Twitch stepped past me, his eyes thunderous, and boomed, “He’s not ready. He’s healing.”

“We have questions, Twitch. Questions you refuse to answer.” Gabe stood, meeting Twitch move for move as he raised his voice. “And now, a higher power h

as decided they’re done waiting for you to be ready. So, well done.” Gabe spun around, running a hand through his short brown hair. “Fuck!” He twisted back and glowered at Twitch. “You think I wanted this?” He shook his head. “Look at me like that all you want, asshole.” He pressed his pointed finger into Twitch’s chest. “You caused this, not me.”
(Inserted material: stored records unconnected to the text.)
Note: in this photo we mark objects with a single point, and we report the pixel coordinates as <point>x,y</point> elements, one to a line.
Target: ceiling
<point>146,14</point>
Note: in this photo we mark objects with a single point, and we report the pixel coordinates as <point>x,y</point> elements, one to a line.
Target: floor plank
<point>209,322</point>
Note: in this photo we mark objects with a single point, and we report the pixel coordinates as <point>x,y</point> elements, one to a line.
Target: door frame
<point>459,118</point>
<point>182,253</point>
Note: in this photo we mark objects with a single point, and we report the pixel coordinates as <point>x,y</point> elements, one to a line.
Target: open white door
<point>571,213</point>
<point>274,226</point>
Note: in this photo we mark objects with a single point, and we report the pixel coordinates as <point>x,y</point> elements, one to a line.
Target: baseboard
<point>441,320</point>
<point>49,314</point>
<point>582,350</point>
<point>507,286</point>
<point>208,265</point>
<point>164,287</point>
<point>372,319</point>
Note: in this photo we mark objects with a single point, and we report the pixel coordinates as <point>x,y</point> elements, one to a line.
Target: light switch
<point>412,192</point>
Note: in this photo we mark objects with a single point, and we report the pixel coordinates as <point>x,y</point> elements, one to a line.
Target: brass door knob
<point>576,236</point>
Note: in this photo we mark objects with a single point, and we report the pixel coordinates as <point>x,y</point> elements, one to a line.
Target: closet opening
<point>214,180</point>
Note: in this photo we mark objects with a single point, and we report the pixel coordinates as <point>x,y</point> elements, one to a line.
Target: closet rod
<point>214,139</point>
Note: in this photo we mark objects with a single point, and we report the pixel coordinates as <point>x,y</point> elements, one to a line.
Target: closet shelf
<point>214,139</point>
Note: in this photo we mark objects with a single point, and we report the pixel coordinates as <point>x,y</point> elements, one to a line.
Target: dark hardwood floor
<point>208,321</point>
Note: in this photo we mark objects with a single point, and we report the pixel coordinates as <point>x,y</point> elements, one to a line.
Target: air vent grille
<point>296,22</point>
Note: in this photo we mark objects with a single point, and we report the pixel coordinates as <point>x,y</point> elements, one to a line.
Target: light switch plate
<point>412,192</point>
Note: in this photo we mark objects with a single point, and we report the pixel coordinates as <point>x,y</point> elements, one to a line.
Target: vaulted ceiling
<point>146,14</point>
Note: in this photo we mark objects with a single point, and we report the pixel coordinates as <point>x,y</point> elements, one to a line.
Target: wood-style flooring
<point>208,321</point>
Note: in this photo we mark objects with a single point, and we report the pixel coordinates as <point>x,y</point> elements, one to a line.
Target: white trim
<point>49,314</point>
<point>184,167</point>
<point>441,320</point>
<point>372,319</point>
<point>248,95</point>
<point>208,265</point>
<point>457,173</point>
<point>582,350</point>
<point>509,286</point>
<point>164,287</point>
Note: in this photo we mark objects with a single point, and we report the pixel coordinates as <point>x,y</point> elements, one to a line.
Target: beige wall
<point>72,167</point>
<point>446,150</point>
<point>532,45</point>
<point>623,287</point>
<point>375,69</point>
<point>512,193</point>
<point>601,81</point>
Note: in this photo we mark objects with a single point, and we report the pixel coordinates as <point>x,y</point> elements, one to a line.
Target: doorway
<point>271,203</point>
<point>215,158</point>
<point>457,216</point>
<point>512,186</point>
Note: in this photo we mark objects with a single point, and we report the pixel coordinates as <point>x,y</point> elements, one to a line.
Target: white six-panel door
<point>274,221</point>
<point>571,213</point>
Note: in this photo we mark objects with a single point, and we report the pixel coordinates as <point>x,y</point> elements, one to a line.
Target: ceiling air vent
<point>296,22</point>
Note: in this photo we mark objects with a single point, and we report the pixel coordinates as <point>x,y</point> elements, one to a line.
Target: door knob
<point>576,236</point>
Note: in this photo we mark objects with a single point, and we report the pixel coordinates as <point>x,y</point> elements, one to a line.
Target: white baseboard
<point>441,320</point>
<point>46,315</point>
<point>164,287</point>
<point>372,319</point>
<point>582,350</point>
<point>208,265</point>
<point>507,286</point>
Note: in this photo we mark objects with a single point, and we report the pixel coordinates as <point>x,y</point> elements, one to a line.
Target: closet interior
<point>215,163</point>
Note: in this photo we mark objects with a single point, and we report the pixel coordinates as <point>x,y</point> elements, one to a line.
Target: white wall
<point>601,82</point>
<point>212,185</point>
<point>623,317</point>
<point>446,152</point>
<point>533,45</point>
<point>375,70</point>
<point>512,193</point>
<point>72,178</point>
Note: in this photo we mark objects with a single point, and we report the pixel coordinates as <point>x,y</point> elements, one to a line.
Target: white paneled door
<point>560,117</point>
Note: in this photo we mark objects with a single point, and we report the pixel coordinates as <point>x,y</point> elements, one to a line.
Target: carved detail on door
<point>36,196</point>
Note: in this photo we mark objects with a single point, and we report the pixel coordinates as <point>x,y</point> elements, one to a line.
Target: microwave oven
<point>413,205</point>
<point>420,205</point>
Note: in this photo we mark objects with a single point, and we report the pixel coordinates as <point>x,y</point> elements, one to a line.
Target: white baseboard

I was listening, but it was hard to comprehend.

What did this mean?

The silence was thick enough to carve with a knife, and when Twitch slapped away Gabe’s hand from his person, I felt the blood roaring in my ears.

My query came out monotone. “You’re taking our son from us?”

It was my worst fear come to life.

Gabe looked heavenward and placed his hands on his hips. When he lowered his head, he refused to look at me. “I’m not doing anything, Alexa.” His lips thinned. “I told you, this is out of my hands.” He took in a deep breath and talked through the slow exhale. “If it’s any consolation, Molly is with him.”

Tony’s cheek ticked. “I swear to God, you piece of shit, if anything happens to him—” Twitch took a menacing step forward, but I took a handful of the back of his shirt, holding him back.

“Stop, baby.” My voice was barely audible.

We had to be smart here.

To my surprise, he stalled in his tracks, breathing heavily through his nose, his body vibrating with pent-up anger.

I was a qualified social worker. I knew the system. I knew it inside out.

They couldn’t do this.

They couldn’t.

They could.

No. Not with my son they couldn’t.

Sure. Tell yourself that, Lexi.

Feeling a stinging ache in my chest, I pondered this new development. We weren’t dealing with just anyone here. We were dealing with a system higher up than the Australian Federal Police. That only meant one thing.

We were now dealing with ASIO.

Jesus freaking Christ.

This was not good.

The Australian Security Intelligence Organization. And an organization like that got shit done. An organization like that had no rules.

I swallowed hard, gaining my bearings, and wrapped my hands around Tony’s arm to stop him from taking an unsuspecting lunge at an Australian Federal Police officer. “What do we need to do here, Gabe?” When he didn’t respond, I pled through my grief. “Please,” I uttered. “Don’t do it for us. Do it for A.J. He’s probably terrified.” The thought made my stomach dip.